The thing is, Jesus turns water to wine every day. “I am the
true vine,” He said. Wine is water which has passed through the vine. Jesus is
the Creator. This is what He does. He breathes miracles. Everything He touches
turns green and buds and blossoms and changes. He can change hearts and souls. Of
course He can make the extravagant, impossible move of generating fifteen firkins
of the finest, holiest wine from six regular barrels filled with liquid made of
two parts hydrogen for each part oxygen. Of course.
But the theology of Joseph Smith is one which acknowledges
that so can man. Harold Bloom, that old poetic-religious atheist, called Joseph
a religious genius, and I think his genius lies in his vision of mankind as
holy and of the universal availability of sacred experience. The revelation
that changed wine back into water is found in the Doctrine and Covenants. The
historical background for section 27 reads like this:
Revelation
given to Joseph Smith the Prophet, at Harmony, Pennsylvania, August 1830. In
preparation for a religious service at which the sacrament of bread and wine
was to be administered, Joseph set out to procure wine. He was met by a
heavenly messenger and received this revelation, a portion of which was written
at the time and the remainder in the September following. Water is now used
instead of wine in the sacramental services of the Church.

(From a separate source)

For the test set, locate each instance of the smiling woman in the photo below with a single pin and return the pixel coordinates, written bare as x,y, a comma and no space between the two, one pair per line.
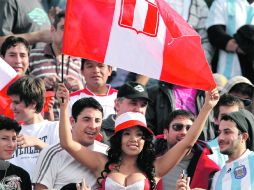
131,158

What the angel actually said, using the words of Jesus, was
this: “I say unto you, that it mattereth not what ye shall eat or what ye shall
drink when ye partake of the sacrament, if it so be that ye do it with an eye
single to my glory—remembering unto the Father my body which was laid down for
you, and my blood which was shed for the remission of your sins.” Eat donuts or
tortillas, but think of me, and it is sacred. So yesterday I ate store-bought
white bread and drank water from the tap, and I remembered Jesus. And it was a
sanctifying sacred experience. Think of the implications: holiness is what you
find in your pantry at home. It is what you water your lawn with. It struck me and
stayed in my mind this week the way the water looked as it came out of the hose
onto the sunbaked lawn and dirt. It was perfectly clear until it reflected back
the high sun and became a resplendent glory, the rounded edges of water looking
liquid and eternal before they sank into the earth and became just mud and wet
yellow grass. Holy mud and holy yellow grass.
Wine is holy, yes, but there’s a holiness in water, too.
Simpler and more ubiquitous, but perhaps no less exquisite. It is the stuff of
rain and tears. Something to swallow the pills. Walk into the world and listen
to the swallows spill their songs to the clouds, harbingers of holiness. And
see the miracle. Taste the wine in the water.